SOL ET MITHRA, DEUX DIVINITÉS SOLAIRES
Sur les représentations mithriaques, la relation entre Mithra et Sol (dieu Soleil) apparaît mystérieuse. Mithra semble recevoir de Sol l’ordre de sacrifier le taureau. Pourtant, du point de vue du panthéon, Sol est une divinité mineure au regard de Mithra, dieu souverain en Perse.

Le Banquet sacré de Sol et Mithra
La relation très étroite entre Sol et Mithra s’exprime particulièrement dans les scènes du banquet sacré, au cours duquel les deux divinités solaires partagent et consomment la chair du taureau sacrifié par Mithra. Sur les inscriptions, Mithra est qualifié de Sol-Invictus qui signifie Soleil invaincu en latin.
Du banquet divin au banquet rituel
Au cours des Mystères de Mithra, le festin mithriaque se déroule dans la caverne cosmique. Mircea Eliade précise que Sol et Mithra sont servis par des personnages (parmi les initiés) qui portent des masques d’animaux…

Ce banquet divin devient le modèle des repas rituels organisés dans les cérémonies du culte de Mithra. Les mystes des Mystères de Mithra arborent des masques qui spécifient leur grade initiatique. Ils se chargent de servir le chef de la communauté appelé Pater.
Char solaire mithriaque
Sur les images mithriaques peintes et sculptées, les dieux Sol et Mithra se serrent parfois la main ou Sol se présente agenouillé devant Mithra. Certaines scènes en bas-reliefs représentent les ascensions au Ciel de Sol et de Mithra à la fin du banquet…

Sur d’autres scènes, Mithra semble courir derrière le char du Soleil. On retrouve le thème du char solaire avec les dieux grecs Hélios et Apollon, divinité solaire et dieu de la Lumière, des Arts et de la Divination.
Le serment du secret
Parmi toutes les divinités qui sont l’objet de cultes à Mystères, Mithra apparaît comme le seul à échapper à une destinée en relation à des épreuves, à la mort et à la résurrection.
Selon Mircea Eliade, il est possible que l’initiation mithriaque ne comporte pas de rite symbolique de mort et de résurrection. Par contre, il semble que les futurs initiés s’engagent par serment à garder le secret…
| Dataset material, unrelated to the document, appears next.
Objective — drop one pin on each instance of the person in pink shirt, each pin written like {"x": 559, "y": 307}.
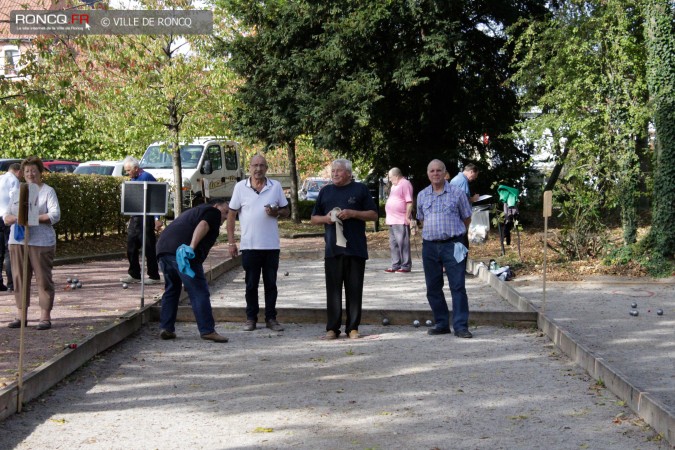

Voir aussi les articles Le Sacré. Mithra, dieu lumineux et salvateur de l’Orient Antique à l’Occident Romain et Gaule Romaine. Les cultes orientaux de Cybèle, d’Isis et de Mithra se propagent en Occident
LE MITHRAEUM DE SIDON
Une représentation du Taurobole provenant de Sidon (Louvre), dans l’antique Phénicie (Liban actuel), montre Mithra coiffé de son bonnet phrygien et vêtu d’une tunique ceinturée et d’une cape, immolant le taureau avec son glaive. Une iconographie complexe évoque aussi le cycle du temps et la régénération…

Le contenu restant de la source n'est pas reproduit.